他知道柳如霜最在乎自己的形象,在他面前,一根头发丝都要保持完美的女人。
可如今她却为了她父亲如此不顾一切地哀求自己 ,成了这副狼狈样子,心不由得软了下来。
他与柳霜莲曾经也有过一段美好的时光,他也曾经真心爱过这个女人。
为了她,他曾发誓给她这世间最好的一切,为了这个承诺,他不惜亲手杀了夏繁星,也要为她争取皇后尊位 。
他甚至不惜违背朝臣和宗室意愿,让她成为了皇后。
可如今,她却要背叛自己。
他为她做了那么多,她为什么要背叛自己?
前朝皇室的宝藏,从他父皇一直在寻找线索。
这个贱人竟然背叛自己,她柳家也敢染指皇室的宝藏。
这颗祸心,他是绝不能留的。
云景熙咬紧了牙关,强压下心中的不忍。
他挥手示意高公公将皇后拖了出去。
回到寝宫的柳霜莲,呆呆的坐在窗前。
身边的宫女冷怡劝轻声问道:“娘娘,您得想想办法呀,老爷那边怎么办?”
柳霜莲仿佛没有听见,依旧呆坐着,一动不动。
许久之后,终于开口说道:
“皇上派的是禁军统领阮轻尘,应该不会有什么大问题。”
冷怡放下心来,
“还好阮统领是咱们的人,只是现在皇上似乎铁了心要对付咱们柳家。”
窗外的景色已经染上了秋意,院内的那棵大树,树叶开始一片一片的飘落,铺满了一地。
凤宁宫也在这秋风的吹拂下,变得冷清起来。
冷怡看着娘娘望着窗外的枯叶出神,忍不住说道:
“娘娘,您别急,我这就让人去打扫干净。这群狗奴才,真是太不像话了,娘娘您现在还是皇后呢,他们就这么对您。”
柳霜莲回过神来,轻轻摆了摆手:
“冷怡,别管了。本宫现在禁足,皇上把大部分太监宫女都撤走了,我们还是别在这些琐事上浪费时间了。”
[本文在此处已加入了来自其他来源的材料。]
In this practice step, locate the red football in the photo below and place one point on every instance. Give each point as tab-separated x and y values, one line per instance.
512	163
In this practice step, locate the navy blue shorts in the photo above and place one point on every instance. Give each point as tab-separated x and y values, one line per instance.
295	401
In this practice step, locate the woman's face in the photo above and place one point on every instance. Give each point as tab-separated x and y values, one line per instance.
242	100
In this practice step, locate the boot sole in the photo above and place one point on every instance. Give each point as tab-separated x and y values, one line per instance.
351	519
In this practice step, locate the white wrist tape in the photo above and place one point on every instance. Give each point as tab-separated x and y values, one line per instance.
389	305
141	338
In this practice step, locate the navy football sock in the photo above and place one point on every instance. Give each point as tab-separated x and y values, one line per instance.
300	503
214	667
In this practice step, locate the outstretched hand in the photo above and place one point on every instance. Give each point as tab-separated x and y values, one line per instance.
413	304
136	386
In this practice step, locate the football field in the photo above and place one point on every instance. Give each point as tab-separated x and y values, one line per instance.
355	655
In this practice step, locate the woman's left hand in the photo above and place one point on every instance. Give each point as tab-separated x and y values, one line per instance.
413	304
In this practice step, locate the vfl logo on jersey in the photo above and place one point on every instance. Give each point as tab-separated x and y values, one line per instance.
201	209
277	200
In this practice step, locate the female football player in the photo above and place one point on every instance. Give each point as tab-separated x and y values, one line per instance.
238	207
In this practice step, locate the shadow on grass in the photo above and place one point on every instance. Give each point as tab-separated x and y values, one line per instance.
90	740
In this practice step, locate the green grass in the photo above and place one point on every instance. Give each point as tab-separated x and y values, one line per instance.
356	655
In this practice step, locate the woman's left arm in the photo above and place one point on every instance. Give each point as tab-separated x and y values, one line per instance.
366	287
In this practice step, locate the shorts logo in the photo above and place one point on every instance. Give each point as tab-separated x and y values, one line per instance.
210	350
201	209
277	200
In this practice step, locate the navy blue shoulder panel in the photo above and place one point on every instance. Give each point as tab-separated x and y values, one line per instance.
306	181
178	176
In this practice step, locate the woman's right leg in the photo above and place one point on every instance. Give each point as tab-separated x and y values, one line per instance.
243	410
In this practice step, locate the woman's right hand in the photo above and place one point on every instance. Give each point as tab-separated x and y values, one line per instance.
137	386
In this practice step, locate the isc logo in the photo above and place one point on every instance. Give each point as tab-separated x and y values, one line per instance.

冷怡听娘娘的语气不似有颓废之意,心中稍微安定了一些。
她轻声说道:“娘娘,您没有自暴自弃,真是太好了。丞相大人还等着您筹谋呢,您可得振作起来。”
柳霜莲轻笑一声,“那是自然,本宫可不会像那个夏繁星一样,傻乎乎地不留后手。”
她太知道男人的劣根性,从坐上皇后这个位置开始,男人的甜言蜜语,她从来都不会放在心上。
尤其是那个云景熙 ,他废了身体之后,更是把柳霜莲绑到那禁地落霞殿,各种折磨欺辱。
从那时起,她就对云景熙恨之入骨了。
这三年多以来,柳霜莲一直在谋划自己的势力。
柳霜莲已经看清楚了云景熙的真面目,他就是一个残暴无能的伪君子。
可惜,夏繁星那样聪明的人,竟然也栽在这样一个蠢货手里。
女子一旦动了情爱,就容易走上绝路,尤其是帝王的爱。
所以,柳霜莲从夏繁星身上学到了教训,一定要给自己留有后路。
如今,是时候采取行动了。
柳霜莲心中冷笑一声,云景熙,你可别怪我。
谁让您太蠢了呢?现在朝堂上一半的势力被端王爷把持,另一半被我父亲柳丞相占据。
你以为把父亲关进内狱就能对付我们柳家?
哼,你不知道的是,那内狱早已经被他们柳家渗透了。
父亲早就有了计划 ,这些事情都不需要她亲自出手,父亲就能搞定。
现在最重要的,是她需要尽快怀上子嗣。
只要她有了皇子,将来就有可能成为太后。
那时候,她就能垂帘听政,权倾朝野。
到那时,她几乎与女皇无异,只是可惜这世间对女子太不公。
她轻轻抚摸着平坦的腹部,向冷怡问道:
“你说,皇上身体康复这么久 ,本宫几乎每隔一日便让皇上来凤宁宫和他侍寝,怎么就怀不上呢?”
冷怡也深感疑惑。
“娘娘,奴婢一直暗中打听 ,这段时间以来 ,皇上宠幸了众多嫔妃,却无一人肚子有消息,会不会……会不会皇上本就无法延续子嗣?”
柳霜莲心里一咯噔,没准还真的是这样。
自皇上登基以来,就没见后宫谁传出过哪个女人传出有孕的消息。
那唯一的婉贵妃,都还是配合皇上做戏给朝臣看的。
看来,皇上真的子嗣困难了。
她不能再将全部的希望寄托在云景熙一人身上。
柳霜莲对冷怡吩咐道:“今天晚上你替本宫给阮轻尘传个消息,让他半夜时分来凤宁宫一趟,切记小心行事,不可让人察觉。”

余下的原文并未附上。